I have use case of storing large json files (200+GB) and chosen the mongoDB as a data management platform. I can be able to store using GridFS in to two collections (Files and Chucks) and I can be able to query all chucks for a given file as well, but the problem is actual data stored in binary with Binary.createFromBase64 format. But I want to apply aggregations and projection using mongoQuery. Will there be a way that I can convert “Binary.createFromBase64” to “string” when I’m projecting and apply aggregations?
GridFS is probably not the best way to store a 200GB JSON object. What’s the schema of these objects? It would likely be better to deconstruct the object into smaller pieces and store them in a regular collection so that they can be queried and updated. GridFS files are immutable and the contents are not queryable.
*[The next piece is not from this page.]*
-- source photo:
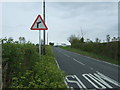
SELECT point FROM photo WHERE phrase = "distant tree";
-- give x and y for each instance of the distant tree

Getting to the appropriate schema will also depend on the read/write patterns of your app. Apologies if this is not as helpful as you expected. Perhaps someone else can offer some more specific advice?
Unfortunately, I don’t have control on constructing this single large (200+GB) json document as we are consumer of these files and find way to extract the data out of it. Probably having this computation moving to spark would make sense and store extracted objects in SQL format.
But I would like to hear from community to see if they propose any other ideas for this usecase.
As Steevej said, why not just either pre-process the file into small files and then process those or process the large file but with JSONPath or something. I’ve not tested any of the JSONPath implementations in regards to parsing large files but you should be able to do that.
You could also always pre-process the data into a series of collections and then have another script to combine them as needed into final-form documents.
So extract all the Provider groups and in_network and provider_reference data and then depending on how you want the document to look like, re-process them in Mongo, with indexes in place this could be pretty fast.
This would also allow you to discard any “fluff” that you don’t need that’s taking up space in that monster file.
Another thought was to convert the JSON to XML and then use an XPath processor if some of those are better at handling large file sizes than the JSONPath ones.
You could also then look at a streaming SAX Parser or something.
While reading John_Sewell reply which mentioned to extract in_network and provider_reference, it made me think that I might have skipped to quick the screenshot about the document.
And I did.
I just notice the presence of the field _id as an ObjectId. This is very mongodb specific. So I suspect that the 200GB json file you are receiving is a json file generated with mongoexport from another instance of mongod. This means you should be able to mongoimport it directly. You might need to play around with the option –jsonArray.
So try mongoimport and report any issue and success.
I have used mongofiles to import this large document and it’s got stored in binary format, which I have shared the screen shot in the original post, I took smaller document < 16MB for schema reference for the community. based on documentation jsonArray works for only smaller documents.
I have tried with smaller file (150MB) to test mongoimport and its failed with “document is too large” message. Will there be any other mongo tools that can split to smaller files while uploading to mongodb or do we need to use programing tools?